LONDON (Reuters) - Fernando Alonso will have yet another engine change for Sunday’s British Grand Prix but Honda said the McLaren driver will escape a grid penalty because the damaged unit will be replaced with used components.
Alonso and team mate Jenson Button were handed 25 place penalties at the previous race in Austria after using their fifth power units of the season, one more than Formula One’s allocation for the season.
Alonso, who returned to McLaren at the end of last year after five seasons with Ferrari, then failed to complete a lap during the race after former team mate Kimi Raikkonen crashed into him.
“In Spielberg, Fernando was involved in an accident on the first lap of the race, and Jenson had a sensor failure issue. As a result, both cars were forced to retire,” said Honda’s motorsport head Yasuhisa Arai in a Silverstone preview.
“We have since completed thorough checks of both power units back at the factory, and we believe that Fernando’s power unit has sustained damage from the accident, and it may be necessary to change the engine.
“As for Jenson’s power unit this weekend, the issue is still under investigation.”
A Honda spokeswoman confirmed that Alonso would need a new engine but said it would not be a brand new one but put together from components from within the allocation that remained serviceable.
Alonso has yet to score any points in eight races while it would take a miracle for Button, who has four points to his credit, to appear on the Silverstone podium for the first time in his Formula One career this weekend.
“We won’t be on the podium this year,” the 35-year-old Briton, world champion with Brawn GP in 2009 and now the most experienced driver currently in Formula One, told reporters after Austria.
“I don’t go into Silverstone thinking I might not ever finish on the podium.

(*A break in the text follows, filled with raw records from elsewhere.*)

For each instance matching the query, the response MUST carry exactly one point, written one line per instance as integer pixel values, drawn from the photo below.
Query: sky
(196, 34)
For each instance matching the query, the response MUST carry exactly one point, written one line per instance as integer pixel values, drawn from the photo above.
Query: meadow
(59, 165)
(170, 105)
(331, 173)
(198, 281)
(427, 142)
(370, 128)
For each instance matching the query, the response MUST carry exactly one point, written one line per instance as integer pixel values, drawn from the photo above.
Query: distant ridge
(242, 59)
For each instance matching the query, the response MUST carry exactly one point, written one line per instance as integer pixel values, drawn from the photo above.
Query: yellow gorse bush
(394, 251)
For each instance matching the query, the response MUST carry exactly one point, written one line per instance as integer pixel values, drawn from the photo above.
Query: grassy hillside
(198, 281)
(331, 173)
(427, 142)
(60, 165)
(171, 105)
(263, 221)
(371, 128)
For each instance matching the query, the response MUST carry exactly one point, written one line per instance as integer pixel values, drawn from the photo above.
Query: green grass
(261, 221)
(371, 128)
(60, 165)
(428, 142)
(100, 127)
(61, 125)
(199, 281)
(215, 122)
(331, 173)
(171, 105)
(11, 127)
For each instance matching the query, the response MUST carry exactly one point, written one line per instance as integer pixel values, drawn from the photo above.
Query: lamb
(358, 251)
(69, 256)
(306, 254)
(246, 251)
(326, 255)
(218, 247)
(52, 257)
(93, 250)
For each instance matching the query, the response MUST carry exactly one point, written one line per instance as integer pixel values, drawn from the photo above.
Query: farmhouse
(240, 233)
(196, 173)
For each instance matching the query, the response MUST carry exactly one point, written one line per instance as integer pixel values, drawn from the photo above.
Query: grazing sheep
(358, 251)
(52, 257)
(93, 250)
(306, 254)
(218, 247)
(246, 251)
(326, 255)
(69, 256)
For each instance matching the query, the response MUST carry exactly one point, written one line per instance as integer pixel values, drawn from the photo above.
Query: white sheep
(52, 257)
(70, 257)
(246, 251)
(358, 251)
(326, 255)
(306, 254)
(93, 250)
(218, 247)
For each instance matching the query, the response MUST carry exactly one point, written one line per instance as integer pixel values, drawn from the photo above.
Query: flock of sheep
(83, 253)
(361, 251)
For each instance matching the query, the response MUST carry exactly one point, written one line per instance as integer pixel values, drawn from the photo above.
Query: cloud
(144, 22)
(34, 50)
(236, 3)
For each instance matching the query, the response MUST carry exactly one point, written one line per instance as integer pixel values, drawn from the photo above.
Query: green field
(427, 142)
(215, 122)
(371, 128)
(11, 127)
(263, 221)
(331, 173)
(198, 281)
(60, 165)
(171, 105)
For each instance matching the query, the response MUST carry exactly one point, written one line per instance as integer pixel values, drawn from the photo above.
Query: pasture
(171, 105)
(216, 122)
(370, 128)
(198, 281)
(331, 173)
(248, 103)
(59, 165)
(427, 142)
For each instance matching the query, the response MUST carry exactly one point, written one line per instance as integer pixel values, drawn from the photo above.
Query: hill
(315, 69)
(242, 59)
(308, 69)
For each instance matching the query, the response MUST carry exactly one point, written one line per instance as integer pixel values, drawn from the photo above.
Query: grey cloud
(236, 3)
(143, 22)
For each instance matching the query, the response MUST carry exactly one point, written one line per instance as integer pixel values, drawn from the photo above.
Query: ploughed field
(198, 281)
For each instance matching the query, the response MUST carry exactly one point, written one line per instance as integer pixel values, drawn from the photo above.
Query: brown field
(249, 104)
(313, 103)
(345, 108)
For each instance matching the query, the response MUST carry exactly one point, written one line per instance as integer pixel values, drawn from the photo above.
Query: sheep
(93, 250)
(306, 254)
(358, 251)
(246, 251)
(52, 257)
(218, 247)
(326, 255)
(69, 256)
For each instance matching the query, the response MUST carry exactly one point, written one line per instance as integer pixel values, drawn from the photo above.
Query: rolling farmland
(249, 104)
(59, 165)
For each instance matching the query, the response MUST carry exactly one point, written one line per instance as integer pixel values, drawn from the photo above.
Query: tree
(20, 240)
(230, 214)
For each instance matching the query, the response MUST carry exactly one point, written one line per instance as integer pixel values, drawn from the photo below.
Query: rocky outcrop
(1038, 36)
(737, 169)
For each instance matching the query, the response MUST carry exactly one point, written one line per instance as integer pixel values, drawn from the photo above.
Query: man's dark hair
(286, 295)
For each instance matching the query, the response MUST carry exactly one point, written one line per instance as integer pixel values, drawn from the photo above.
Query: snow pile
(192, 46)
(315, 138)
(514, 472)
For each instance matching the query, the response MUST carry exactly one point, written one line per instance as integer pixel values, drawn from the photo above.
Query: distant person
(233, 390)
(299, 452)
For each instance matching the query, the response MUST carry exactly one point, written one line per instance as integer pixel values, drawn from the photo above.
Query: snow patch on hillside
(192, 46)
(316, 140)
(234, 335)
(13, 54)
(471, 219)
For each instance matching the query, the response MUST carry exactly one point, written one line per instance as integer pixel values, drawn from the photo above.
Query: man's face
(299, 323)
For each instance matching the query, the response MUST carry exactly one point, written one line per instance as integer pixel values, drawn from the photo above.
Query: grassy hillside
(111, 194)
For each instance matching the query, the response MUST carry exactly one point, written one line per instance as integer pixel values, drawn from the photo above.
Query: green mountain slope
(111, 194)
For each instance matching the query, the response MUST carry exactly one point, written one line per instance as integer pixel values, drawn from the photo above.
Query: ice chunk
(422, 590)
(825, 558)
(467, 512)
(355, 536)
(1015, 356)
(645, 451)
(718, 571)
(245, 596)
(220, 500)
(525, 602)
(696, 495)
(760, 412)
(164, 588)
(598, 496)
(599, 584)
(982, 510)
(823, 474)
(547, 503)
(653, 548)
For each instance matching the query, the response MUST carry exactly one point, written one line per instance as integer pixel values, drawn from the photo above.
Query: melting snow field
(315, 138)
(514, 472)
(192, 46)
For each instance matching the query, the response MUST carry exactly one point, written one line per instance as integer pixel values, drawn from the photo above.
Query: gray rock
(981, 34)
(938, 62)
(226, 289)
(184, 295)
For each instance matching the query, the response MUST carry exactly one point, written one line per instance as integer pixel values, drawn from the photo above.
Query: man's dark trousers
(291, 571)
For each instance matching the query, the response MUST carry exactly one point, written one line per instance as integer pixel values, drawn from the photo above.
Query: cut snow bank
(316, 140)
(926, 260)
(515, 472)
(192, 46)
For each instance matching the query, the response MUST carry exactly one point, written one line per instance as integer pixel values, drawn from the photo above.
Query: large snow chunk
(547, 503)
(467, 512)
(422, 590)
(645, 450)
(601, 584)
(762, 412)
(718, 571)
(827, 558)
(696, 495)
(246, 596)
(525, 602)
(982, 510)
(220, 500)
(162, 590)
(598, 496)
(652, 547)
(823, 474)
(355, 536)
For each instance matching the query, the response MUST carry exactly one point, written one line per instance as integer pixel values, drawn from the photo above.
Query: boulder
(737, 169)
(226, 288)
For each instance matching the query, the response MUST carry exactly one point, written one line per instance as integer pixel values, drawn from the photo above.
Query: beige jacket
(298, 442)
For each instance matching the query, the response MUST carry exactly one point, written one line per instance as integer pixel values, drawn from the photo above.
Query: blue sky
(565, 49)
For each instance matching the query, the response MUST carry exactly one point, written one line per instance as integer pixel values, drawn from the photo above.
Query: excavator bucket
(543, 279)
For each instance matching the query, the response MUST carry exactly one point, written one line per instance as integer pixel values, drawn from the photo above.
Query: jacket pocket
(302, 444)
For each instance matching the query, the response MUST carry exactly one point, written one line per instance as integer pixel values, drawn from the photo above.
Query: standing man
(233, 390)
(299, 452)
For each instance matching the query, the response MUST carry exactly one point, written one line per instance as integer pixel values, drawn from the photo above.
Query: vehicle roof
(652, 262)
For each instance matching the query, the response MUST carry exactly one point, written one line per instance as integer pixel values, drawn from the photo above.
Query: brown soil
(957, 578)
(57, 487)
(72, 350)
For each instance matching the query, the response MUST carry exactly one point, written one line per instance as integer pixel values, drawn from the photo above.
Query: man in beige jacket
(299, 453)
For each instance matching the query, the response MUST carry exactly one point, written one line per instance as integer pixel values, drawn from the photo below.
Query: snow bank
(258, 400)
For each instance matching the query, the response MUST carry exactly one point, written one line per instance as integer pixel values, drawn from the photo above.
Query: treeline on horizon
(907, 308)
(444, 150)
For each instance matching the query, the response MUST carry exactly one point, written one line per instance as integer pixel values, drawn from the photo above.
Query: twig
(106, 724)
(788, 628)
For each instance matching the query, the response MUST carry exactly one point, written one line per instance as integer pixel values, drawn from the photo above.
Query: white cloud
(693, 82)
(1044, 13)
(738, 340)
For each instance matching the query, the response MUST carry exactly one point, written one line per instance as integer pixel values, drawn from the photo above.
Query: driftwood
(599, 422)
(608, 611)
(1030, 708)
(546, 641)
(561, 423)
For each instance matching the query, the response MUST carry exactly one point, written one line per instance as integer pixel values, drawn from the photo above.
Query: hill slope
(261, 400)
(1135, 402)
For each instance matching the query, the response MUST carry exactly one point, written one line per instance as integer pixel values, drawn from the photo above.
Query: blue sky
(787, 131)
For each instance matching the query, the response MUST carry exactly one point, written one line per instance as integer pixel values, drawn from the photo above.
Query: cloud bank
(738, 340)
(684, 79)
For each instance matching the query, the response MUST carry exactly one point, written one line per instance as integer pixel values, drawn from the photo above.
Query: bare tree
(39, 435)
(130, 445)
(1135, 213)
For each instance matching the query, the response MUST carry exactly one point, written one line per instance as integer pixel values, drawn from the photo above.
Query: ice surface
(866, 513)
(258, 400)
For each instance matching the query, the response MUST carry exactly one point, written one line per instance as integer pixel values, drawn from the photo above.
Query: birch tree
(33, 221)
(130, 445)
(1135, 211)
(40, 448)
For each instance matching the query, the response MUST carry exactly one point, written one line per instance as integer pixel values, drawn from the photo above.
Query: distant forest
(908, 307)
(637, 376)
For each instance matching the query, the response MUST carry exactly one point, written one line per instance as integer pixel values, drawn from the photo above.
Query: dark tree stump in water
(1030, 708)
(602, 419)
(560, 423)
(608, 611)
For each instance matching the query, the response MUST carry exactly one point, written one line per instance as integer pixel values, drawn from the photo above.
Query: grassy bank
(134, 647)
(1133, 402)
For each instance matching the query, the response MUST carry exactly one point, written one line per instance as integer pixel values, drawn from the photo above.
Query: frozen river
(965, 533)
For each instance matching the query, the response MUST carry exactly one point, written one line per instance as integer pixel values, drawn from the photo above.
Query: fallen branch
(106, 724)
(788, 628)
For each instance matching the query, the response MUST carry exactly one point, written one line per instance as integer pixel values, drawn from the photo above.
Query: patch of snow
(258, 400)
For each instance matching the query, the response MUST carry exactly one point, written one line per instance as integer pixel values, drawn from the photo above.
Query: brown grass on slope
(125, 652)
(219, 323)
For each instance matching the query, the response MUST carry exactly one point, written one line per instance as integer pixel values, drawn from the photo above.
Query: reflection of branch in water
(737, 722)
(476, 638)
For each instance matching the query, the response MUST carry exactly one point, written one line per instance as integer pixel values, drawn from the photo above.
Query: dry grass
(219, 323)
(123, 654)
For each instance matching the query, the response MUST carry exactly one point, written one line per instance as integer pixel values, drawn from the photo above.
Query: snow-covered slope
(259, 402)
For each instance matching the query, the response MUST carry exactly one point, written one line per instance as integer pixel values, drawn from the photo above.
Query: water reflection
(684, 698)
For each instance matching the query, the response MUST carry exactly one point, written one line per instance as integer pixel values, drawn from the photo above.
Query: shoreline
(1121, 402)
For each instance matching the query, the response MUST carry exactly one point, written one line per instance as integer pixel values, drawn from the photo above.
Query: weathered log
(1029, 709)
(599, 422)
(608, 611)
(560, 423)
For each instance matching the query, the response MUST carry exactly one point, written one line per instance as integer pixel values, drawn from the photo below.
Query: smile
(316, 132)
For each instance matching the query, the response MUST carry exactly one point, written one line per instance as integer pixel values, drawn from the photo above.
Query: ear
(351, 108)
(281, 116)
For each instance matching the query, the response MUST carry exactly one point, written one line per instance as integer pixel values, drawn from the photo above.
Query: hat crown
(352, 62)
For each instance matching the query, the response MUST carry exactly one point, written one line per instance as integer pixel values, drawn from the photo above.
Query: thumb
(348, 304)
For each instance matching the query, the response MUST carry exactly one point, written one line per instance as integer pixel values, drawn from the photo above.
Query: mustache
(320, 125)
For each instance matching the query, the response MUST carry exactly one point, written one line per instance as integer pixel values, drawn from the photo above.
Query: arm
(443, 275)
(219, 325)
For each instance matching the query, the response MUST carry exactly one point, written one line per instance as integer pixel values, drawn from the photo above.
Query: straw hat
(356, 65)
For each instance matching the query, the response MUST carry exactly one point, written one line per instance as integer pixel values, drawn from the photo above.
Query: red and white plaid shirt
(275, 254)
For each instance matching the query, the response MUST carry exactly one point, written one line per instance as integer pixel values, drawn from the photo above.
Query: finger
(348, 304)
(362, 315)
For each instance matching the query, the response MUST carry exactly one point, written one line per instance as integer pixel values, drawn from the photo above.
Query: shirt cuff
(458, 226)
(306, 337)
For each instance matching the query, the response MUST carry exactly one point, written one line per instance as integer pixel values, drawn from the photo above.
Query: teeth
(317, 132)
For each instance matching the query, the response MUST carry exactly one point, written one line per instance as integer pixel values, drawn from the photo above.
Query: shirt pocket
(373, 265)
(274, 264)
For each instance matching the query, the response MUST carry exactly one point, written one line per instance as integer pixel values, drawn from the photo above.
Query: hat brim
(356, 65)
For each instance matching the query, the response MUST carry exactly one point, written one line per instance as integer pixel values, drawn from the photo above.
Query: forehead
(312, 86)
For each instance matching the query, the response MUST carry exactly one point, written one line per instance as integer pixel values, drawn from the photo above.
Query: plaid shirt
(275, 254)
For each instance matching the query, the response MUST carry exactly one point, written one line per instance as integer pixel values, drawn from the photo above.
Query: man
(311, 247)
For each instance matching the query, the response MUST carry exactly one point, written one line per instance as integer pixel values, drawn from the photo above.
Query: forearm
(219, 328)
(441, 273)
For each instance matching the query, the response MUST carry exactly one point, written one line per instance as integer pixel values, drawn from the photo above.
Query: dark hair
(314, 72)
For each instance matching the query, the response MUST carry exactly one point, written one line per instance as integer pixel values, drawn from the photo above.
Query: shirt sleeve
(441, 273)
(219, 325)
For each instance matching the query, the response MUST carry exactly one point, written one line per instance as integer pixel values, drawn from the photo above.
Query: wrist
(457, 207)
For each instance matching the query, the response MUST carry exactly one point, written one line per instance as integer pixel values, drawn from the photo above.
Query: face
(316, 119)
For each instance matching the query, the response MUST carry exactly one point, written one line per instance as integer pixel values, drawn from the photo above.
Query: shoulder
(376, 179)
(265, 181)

I still hold out hope...but you’ve got to be realistic and realize that is not possible right now.”
Asked then what his late father John, a popular and much-missed paddock figure, would have said to the McLaren engineers about the team’s troubled start to the new partnership with Honda, Button replied with a smile.
“You don’t want to know what he would say. The team don’t want to know what he would say.”